Toms Hardware did a Power Consumption chart for that Ryzen 7-1800X processor, so if you aren't getting something closer to 60 watts there has to be a reason (high load, lots of disks etc) :
AMD Ryzen 7 1800X CPU Review
My guess is swapping in the R7-360 graphics probably didn't have a big reduction because that card itself is a power hog (quoted from:
AMD Radeon R7 360 Review | Trusted Reviews ) , but since you need a graphics card for that processor if you don't need actual GPU performance lift for graphics you might try to find something lower power.
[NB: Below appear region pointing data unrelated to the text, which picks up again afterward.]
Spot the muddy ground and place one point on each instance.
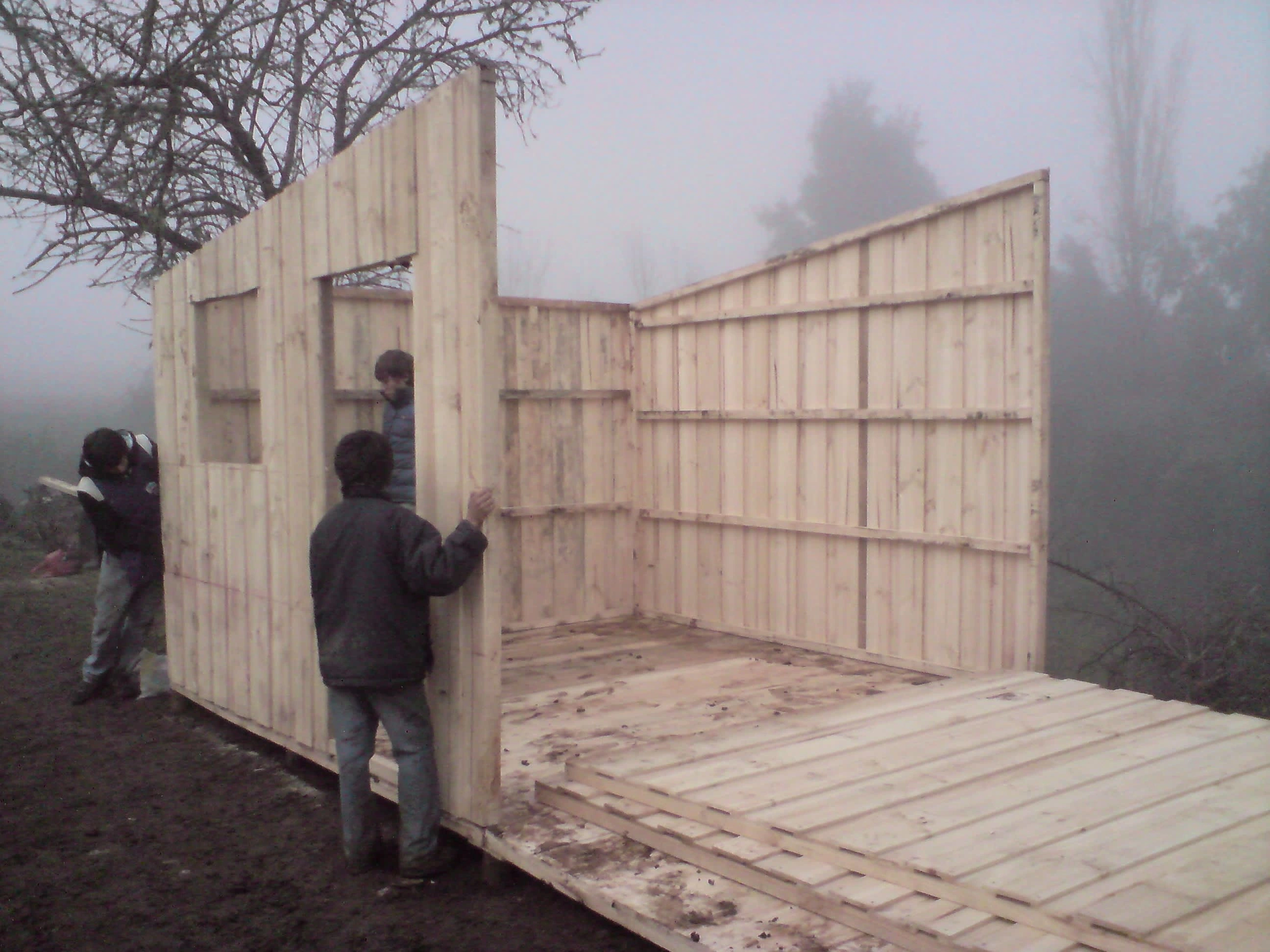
(127, 827)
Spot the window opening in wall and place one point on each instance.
(228, 352)
(371, 314)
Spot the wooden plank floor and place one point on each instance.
(988, 814)
(600, 690)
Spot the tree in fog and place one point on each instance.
(864, 169)
(1140, 104)
(140, 130)
(656, 268)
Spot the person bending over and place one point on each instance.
(374, 567)
(120, 493)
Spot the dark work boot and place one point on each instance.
(435, 863)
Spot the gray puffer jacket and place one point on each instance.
(399, 428)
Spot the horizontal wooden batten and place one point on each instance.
(524, 512)
(817, 528)
(823, 648)
(546, 304)
(249, 395)
(545, 623)
(371, 294)
(853, 304)
(564, 394)
(870, 413)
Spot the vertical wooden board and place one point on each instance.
(216, 582)
(1020, 237)
(983, 461)
(687, 469)
(436, 315)
(908, 583)
(1016, 445)
(257, 578)
(944, 492)
(191, 623)
(945, 358)
(810, 574)
(733, 477)
(983, 452)
(204, 521)
(226, 262)
(844, 271)
(908, 580)
(237, 616)
(878, 268)
(537, 567)
(368, 190)
(844, 479)
(568, 530)
(666, 470)
(597, 485)
(784, 485)
(1041, 391)
(624, 461)
(481, 351)
(300, 386)
(187, 375)
(245, 260)
(276, 427)
(342, 239)
(400, 198)
(166, 434)
(709, 475)
(351, 342)
(757, 469)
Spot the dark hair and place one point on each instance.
(395, 363)
(364, 460)
(104, 449)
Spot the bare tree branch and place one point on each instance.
(135, 130)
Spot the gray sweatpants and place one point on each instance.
(125, 614)
(355, 715)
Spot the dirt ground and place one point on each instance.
(126, 827)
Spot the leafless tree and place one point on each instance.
(1140, 101)
(652, 268)
(1217, 655)
(524, 264)
(135, 130)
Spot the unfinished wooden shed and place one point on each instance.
(741, 521)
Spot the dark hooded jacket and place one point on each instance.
(125, 512)
(372, 567)
(399, 428)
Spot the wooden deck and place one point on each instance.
(710, 791)
(599, 690)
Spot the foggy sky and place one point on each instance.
(698, 113)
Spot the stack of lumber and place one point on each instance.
(998, 814)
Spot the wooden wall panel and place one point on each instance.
(458, 425)
(567, 455)
(878, 403)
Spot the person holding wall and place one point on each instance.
(119, 489)
(394, 370)
(374, 567)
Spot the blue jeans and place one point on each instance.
(125, 614)
(355, 715)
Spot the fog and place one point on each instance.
(649, 168)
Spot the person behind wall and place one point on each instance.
(119, 490)
(395, 372)
(374, 567)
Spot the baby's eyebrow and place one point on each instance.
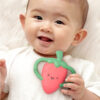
(61, 15)
(37, 10)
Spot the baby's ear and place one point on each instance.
(22, 20)
(79, 37)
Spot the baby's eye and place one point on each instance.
(59, 22)
(38, 17)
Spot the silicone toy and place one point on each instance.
(54, 72)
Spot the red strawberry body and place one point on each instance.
(52, 77)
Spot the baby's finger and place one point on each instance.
(75, 80)
(71, 86)
(67, 92)
(2, 63)
(74, 75)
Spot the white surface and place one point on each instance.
(12, 35)
(24, 85)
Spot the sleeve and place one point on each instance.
(3, 55)
(92, 80)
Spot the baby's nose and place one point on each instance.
(46, 27)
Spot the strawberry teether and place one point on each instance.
(54, 72)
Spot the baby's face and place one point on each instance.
(50, 25)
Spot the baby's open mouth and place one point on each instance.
(46, 39)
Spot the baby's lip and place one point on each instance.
(45, 38)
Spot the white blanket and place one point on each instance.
(12, 35)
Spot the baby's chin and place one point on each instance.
(45, 54)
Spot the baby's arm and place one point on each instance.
(3, 73)
(77, 89)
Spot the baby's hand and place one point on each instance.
(75, 87)
(3, 73)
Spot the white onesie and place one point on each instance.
(23, 84)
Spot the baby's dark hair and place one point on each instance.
(83, 5)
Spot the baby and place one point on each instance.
(49, 25)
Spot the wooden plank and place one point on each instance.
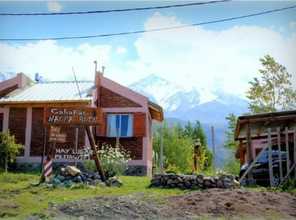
(295, 151)
(287, 148)
(252, 164)
(95, 155)
(249, 151)
(271, 179)
(280, 153)
(72, 116)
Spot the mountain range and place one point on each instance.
(183, 104)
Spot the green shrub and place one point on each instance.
(114, 161)
(8, 149)
(232, 166)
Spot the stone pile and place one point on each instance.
(193, 181)
(70, 175)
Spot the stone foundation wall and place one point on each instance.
(136, 170)
(193, 181)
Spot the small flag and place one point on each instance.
(47, 168)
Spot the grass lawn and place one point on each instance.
(19, 198)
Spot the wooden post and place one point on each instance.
(95, 155)
(287, 148)
(295, 152)
(161, 148)
(249, 150)
(270, 167)
(76, 144)
(280, 153)
(44, 148)
(213, 145)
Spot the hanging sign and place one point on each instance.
(56, 136)
(72, 116)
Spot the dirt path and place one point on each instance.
(229, 204)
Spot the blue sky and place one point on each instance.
(129, 58)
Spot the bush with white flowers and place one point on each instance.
(114, 160)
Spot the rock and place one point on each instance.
(193, 181)
(77, 179)
(72, 170)
(113, 181)
(60, 177)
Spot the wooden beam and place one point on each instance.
(287, 148)
(263, 135)
(249, 143)
(270, 167)
(95, 155)
(249, 151)
(280, 153)
(295, 152)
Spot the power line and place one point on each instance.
(114, 10)
(154, 29)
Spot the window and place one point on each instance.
(120, 125)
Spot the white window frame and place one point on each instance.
(131, 124)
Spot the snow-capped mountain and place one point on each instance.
(5, 76)
(189, 104)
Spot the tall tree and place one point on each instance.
(273, 91)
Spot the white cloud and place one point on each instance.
(53, 61)
(120, 50)
(192, 57)
(209, 59)
(54, 6)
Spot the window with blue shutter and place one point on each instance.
(119, 125)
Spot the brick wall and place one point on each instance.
(17, 125)
(134, 145)
(37, 137)
(110, 99)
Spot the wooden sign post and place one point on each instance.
(74, 116)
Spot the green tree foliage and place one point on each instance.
(232, 165)
(273, 91)
(8, 149)
(230, 142)
(178, 145)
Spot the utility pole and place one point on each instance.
(161, 147)
(213, 144)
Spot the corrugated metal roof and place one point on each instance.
(51, 91)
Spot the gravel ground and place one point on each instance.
(212, 203)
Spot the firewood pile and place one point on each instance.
(194, 181)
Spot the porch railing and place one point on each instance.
(290, 160)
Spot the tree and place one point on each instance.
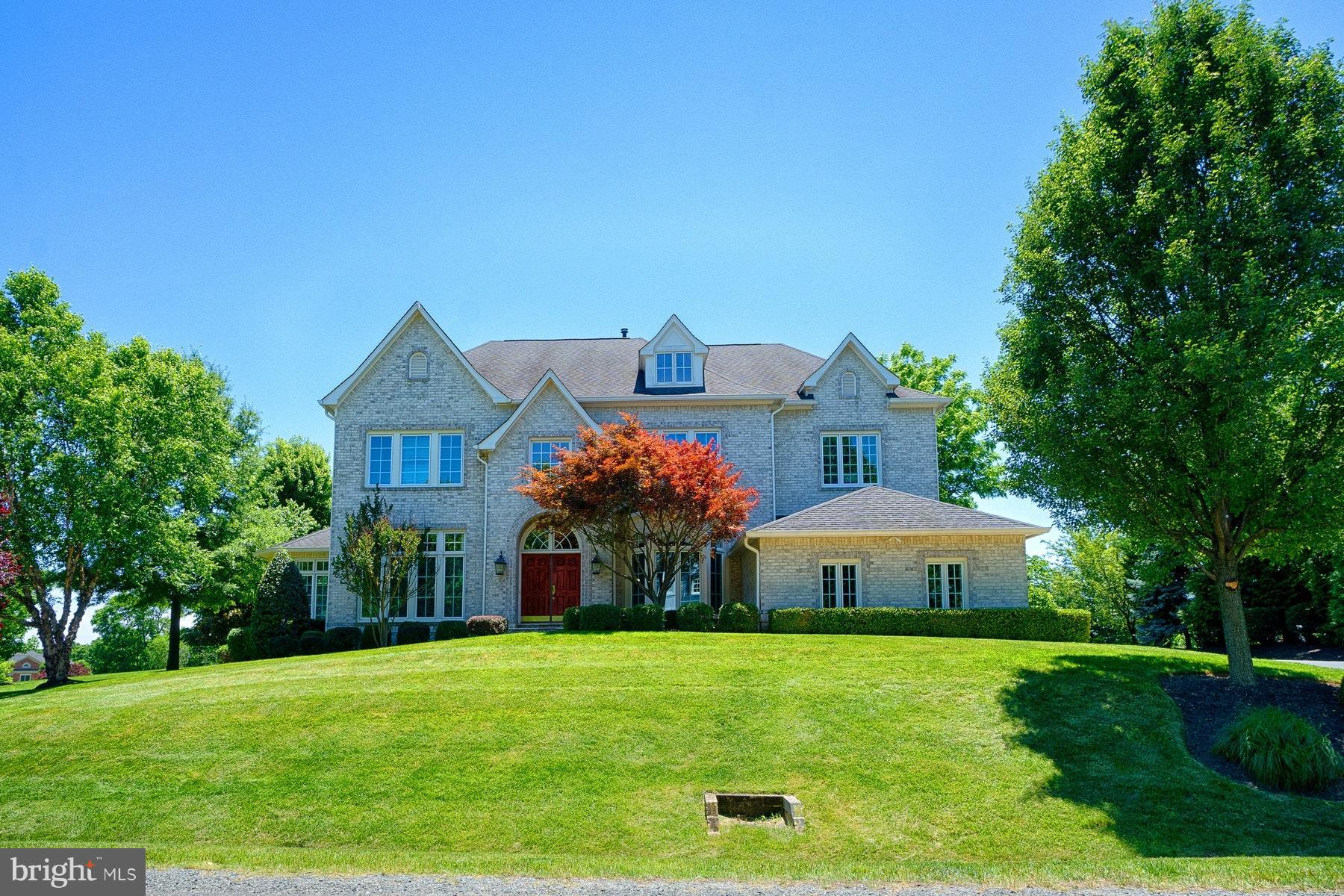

So far the lowest power consumption card I can find online is 30W GT1030 (GDDR5 version), note that this card is WORSE performer than AMD 2200G APU graphics and almost certainly worse than Intel iGPU but if you just need basic Windows desktop might still be OK. As far as I can tell there is no PCIE Intel igpu equivalent where you can get basic graphics and a tiny power bump for AMD processors.
Nothing has changed here. The R7 360’s peak temperature of 69 degrees is a little higher than both Nvidia cards. The AMD card’s idle and peak power consumption figures of 83W and 171W are higher, too: the GTX 750 hit 77W and 123W in those tests, and the GTX 750 Ti topped out at 74W and 169W.
If you can handle the power consumption near-term, possibly the AMD Ryzen 4000 series APU will be a good option for you in the 8c/16t version with built in graphics and may even fit into your existing board with a BIOS update if it supports APU's (too early to be sure).